This post is a part of our story-by-story review of Philippine Speculative Fiction volume 6. You can see the introductory post, and our disclaimers here. Bold font is Mia Tijam, everything else is Paolo Chikiamco.
Except for a jolting transition after the 3rd paragraph on the first page and “dull thud” making my bell wince, I found the story smooth, short, and sweet. There were still cliché phrases but this story showed when such articulation is just appropriate like in the usage of “woke with a start” or “…looked at him uncomprehendingly”. Because to do otherwise would make the story’s language suddenly turning verbose. Though the latter is still kind of making me wince given that it is an isolated line and therefore draws implied significance.
What I enjoyed craft-wise in this story was the ability of the author to hone in on very specific environmental/sensory details in order to give more reality and particularity to a scene. “…[s]troked the space between the inside of the elbow and the surgical tape that held the tube down…” If you’ve been in the hospital much/recently, you know exactly where that spot is. Another: “There was a smell of old coffee beans and spiders lurking in corners.” (I’d like to think that last is intentionally ambiguous.)
— Man you haven’t been to old houses in the provinces much, huh? There’s a smell exactly like that in bodegas (or what we call in Bicol as zaguan). Can also be smelled in old aparadors. Think of the smell of old spiders as a thicker smell of dust, add that smell of coffeebeans, et voila! C’est par la: It doesn’t make you sneeze.
[Pao: Our “ancestral home”, so to speak, is on a farm. I guess the spider smell was overpowered by the chicken poop, er, coop.]
One thing that bothered me about the opening scene–I’ve mentioned this before–is the non-identification of the POV character with a proper noun until the third paragraph. As I said, maybe it’s a bias from my time in the slush fields, but if basic information is withheld from me, I expect it to have been done for a reason, and there didn’t seem to be any need not to just say “So Simeon woke with a start…” (And I don’t think you sacrifice in media res by a clear identity.)
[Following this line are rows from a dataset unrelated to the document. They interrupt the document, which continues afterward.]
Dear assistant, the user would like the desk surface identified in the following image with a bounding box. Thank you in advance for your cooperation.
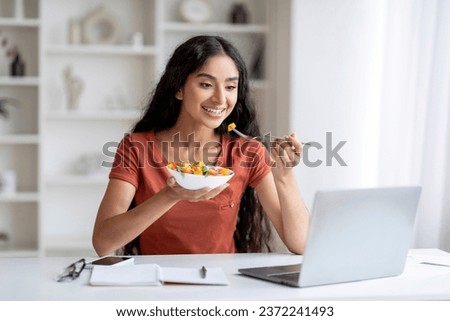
[0,249,450,301]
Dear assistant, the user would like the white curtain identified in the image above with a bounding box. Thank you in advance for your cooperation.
[290,0,450,251]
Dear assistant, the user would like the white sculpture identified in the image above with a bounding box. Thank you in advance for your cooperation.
[63,66,84,110]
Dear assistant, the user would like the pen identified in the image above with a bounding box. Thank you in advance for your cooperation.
[200,266,207,279]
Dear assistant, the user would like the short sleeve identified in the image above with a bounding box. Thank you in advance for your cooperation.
[109,135,139,188]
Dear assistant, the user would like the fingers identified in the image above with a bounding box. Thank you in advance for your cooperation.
[271,133,302,168]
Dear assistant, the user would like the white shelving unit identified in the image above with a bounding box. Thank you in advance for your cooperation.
[0,0,41,256]
[0,0,289,256]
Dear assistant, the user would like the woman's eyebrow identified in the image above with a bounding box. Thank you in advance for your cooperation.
[195,72,239,81]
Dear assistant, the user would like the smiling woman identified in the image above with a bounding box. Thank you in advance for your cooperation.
[93,36,309,255]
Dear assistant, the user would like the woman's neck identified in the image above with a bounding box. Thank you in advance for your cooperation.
[155,127,222,164]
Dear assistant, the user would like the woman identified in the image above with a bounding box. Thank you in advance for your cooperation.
[93,36,309,256]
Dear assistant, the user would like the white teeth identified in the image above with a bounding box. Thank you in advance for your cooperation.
[203,107,225,116]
— Double-checked that. The way I see it, if proper noun were used in the first paragraph, the beginning would lose that sensation of emerging from sleep. The use of proper noun would make the POV too conscious, because as it is the POV’s panning from internal subconscious to waking to groggy alertness.
[Pao: Ah, I see your point. But then why not introduce it in the second paragraph? Protagonist seems fully aware by then.]